The movement of bacteria in response to external stimuli represents a paradigm of broad general interest for the understanding of mechanisms underlying signal transduction across cell membranes. Bacterial chemoreceptors respond to changes in concentration of extracellular ligands by undergoing conformational changes that initiate a series of signaling events, leading ultimately to regulation of flagellar motor rotation. Atomic structures for several domains of chemoreceptors, including the periplasmic ligand-binding domain, the cytoplasmic signaling domain and the HAMP domain are available, but the molecular architectures of an intact receptor dimer, or the functionally relevant trimer-of-dimer configuration have remained elusive. Here, we have used cryo-electron tomography combined with 3D averaging to determine the in situ 3D structure of receptor assemblies in bacterial cells that have been engineered to overproduce only the receptor for serine chemotaxis, Tsr, and lacking all other chemotaxis receptors and signaling components. We identified two major conformations of the chemotaxis receptors.
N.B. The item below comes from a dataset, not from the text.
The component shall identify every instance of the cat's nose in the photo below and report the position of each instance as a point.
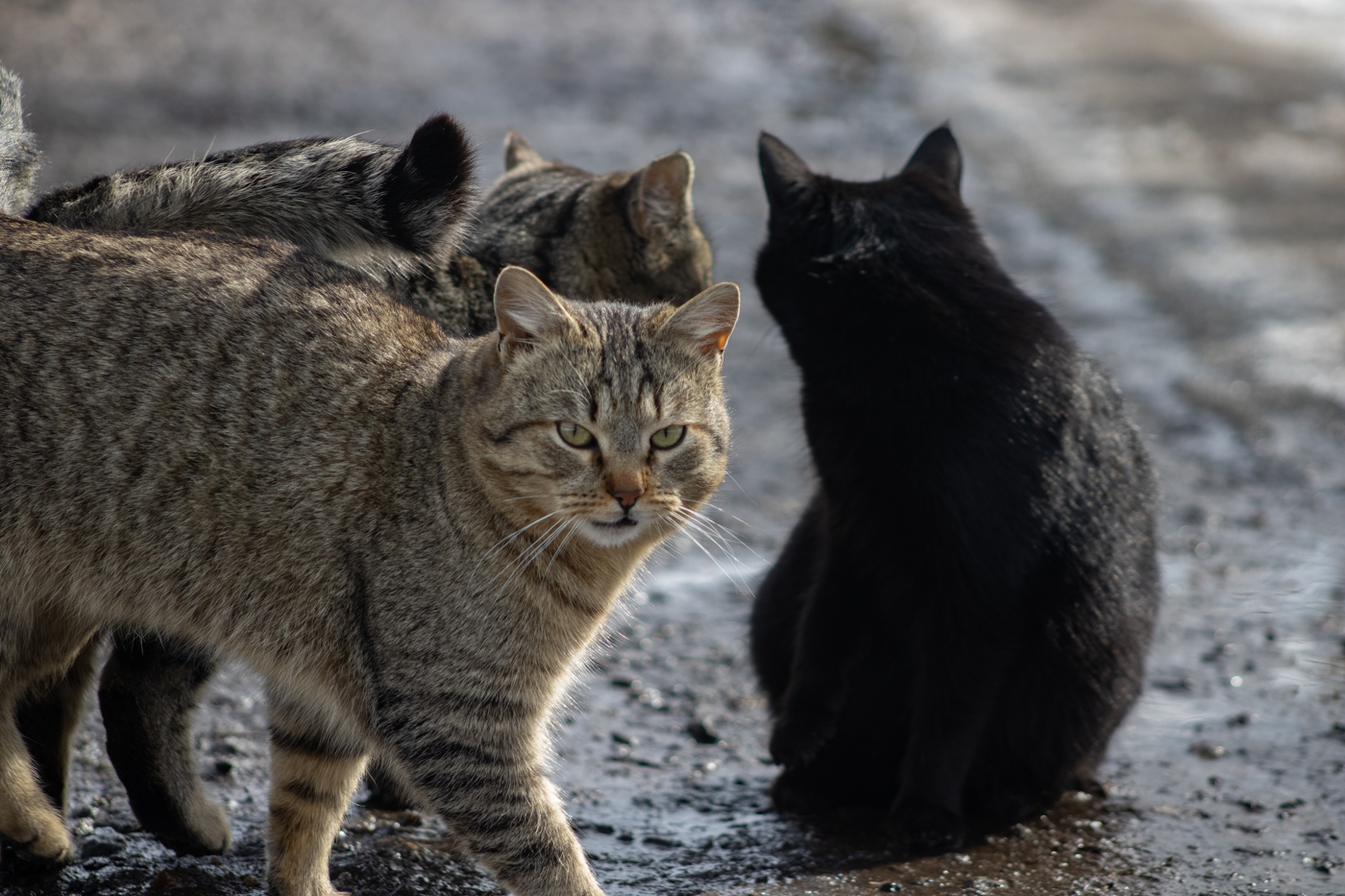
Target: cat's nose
(625, 496)
(625, 487)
Through comparative modeling and map-constrained molecular dynamics simulations, we obtained the assembly structures of tsr organized in a two dimensional array. We show that receptors are organized in trimer-of-dimer conformations with peripasmic domain, HAMP domain, and signal traction domain transiting between conformations. It is suggested that the position of the ligand binding domain and the HAMP domain play a pivotal role in mediating signal transduction across the cell membrane.